Mupirocin is a topical antibiotic used for treating boils. It belongs to the class of antibiotics known as monoxycarbolic acid. At high concentrations, topical application of this antibiotic medication kills bacteria responsible for the skin infection. It is highly effective against MRSA and other gram-positive bacteria.
Mupirocin ointment is usually applied to the boil thrice a day. Only a small amount of the antibiotic ointment is sufficient for healing the infection. It is usually used for up to two weeks. Prolonged or indiscriminate use of mupirocin may cause resistance to the antibiotic medication. Pain, burning, itching, stinging and skin rash are common side effects of mupirocin ointments.
Gentamicin is a broad spectrum antibiotic used for treating boils. Ointments containing this antibiotic can heal the infected skin. A small amount of the gentamicin ointment should be applied to the boils three to four times daily. However, it should not be used for more than two weeks. Prolonged use of the antibiotic ointment increases the risk of resistance to the antibiotic medication. Gentamicin, when used topically, is well tolerated.
Oral therapy is recommended only for treating severe infections. Oral antibiotics are primarily prescribed for healing boils that develop on sensitive areas of the body such as the face and genitals. Oral antibiotics are also needed when the infection reaches the deeper layer of the skin and a secondary infection such as cellulites develops.

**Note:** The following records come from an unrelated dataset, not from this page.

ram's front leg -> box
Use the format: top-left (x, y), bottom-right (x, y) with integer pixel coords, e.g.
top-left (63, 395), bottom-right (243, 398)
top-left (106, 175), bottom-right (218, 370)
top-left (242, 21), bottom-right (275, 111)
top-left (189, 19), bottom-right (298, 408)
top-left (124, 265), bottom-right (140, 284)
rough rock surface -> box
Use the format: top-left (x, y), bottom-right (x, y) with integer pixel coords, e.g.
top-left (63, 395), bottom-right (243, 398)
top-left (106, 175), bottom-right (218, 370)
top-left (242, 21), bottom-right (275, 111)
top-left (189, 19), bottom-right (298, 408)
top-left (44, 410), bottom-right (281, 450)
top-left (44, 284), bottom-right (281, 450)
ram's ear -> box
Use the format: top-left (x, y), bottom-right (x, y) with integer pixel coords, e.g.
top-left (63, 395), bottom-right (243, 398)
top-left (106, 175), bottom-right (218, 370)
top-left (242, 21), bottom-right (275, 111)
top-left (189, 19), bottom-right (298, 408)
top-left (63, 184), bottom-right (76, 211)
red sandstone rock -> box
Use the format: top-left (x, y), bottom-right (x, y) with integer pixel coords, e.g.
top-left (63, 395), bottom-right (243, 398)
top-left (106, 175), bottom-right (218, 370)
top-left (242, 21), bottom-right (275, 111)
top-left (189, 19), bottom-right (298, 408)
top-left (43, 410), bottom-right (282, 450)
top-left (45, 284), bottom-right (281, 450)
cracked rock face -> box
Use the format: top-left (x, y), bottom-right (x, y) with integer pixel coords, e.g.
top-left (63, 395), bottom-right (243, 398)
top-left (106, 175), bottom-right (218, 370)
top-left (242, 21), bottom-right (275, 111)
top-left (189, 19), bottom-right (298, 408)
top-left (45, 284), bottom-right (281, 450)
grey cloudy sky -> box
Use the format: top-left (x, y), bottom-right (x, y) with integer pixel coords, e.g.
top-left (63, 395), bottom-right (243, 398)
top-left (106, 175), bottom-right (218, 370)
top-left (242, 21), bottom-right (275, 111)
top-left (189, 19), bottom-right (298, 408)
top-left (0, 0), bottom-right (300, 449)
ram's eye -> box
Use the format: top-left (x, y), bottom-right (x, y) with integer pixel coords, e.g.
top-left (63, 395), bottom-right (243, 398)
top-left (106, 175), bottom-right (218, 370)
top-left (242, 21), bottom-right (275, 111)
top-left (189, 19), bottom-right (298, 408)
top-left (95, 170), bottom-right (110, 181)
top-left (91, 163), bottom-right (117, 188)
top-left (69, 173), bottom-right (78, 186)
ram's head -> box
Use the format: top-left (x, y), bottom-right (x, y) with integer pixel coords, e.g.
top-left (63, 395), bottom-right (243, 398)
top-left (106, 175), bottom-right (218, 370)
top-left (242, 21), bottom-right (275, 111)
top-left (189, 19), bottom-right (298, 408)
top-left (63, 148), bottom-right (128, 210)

Penicillin based antibiotics such as flucloxacillin are widely prescribed by physicians for treating boils. These antibiotics are taken orally, usually four times a day, preferably one hour before or two hours after meals. When an antibiotic is prescribed for treating an infection, the full course of the medication should be finished to prevent recurrent infections and resistance to the antibiotic drug.
Penicillin based antibiotics can cause side effects such as diarrhea, liver problem, joint pain, skin rash, fever and muscle pain. These drugs should be avoided by people with a history of penicillin allergy.
Macrolide antibiotics such as erythromycin are prescribed for treating boils to patients susceptible to penicillin allergy. These medications are usually taken orally three to four times a day or as directed by the physician. The duration of the treatment depends on the severity of the infection. The antibiotic medication should not be taken with or immediately after drinking fruit juices of colas. Stomach upset, stomach pain, stomach cramp, diarrhea, vomiting and skin rash are common side effects of the drug.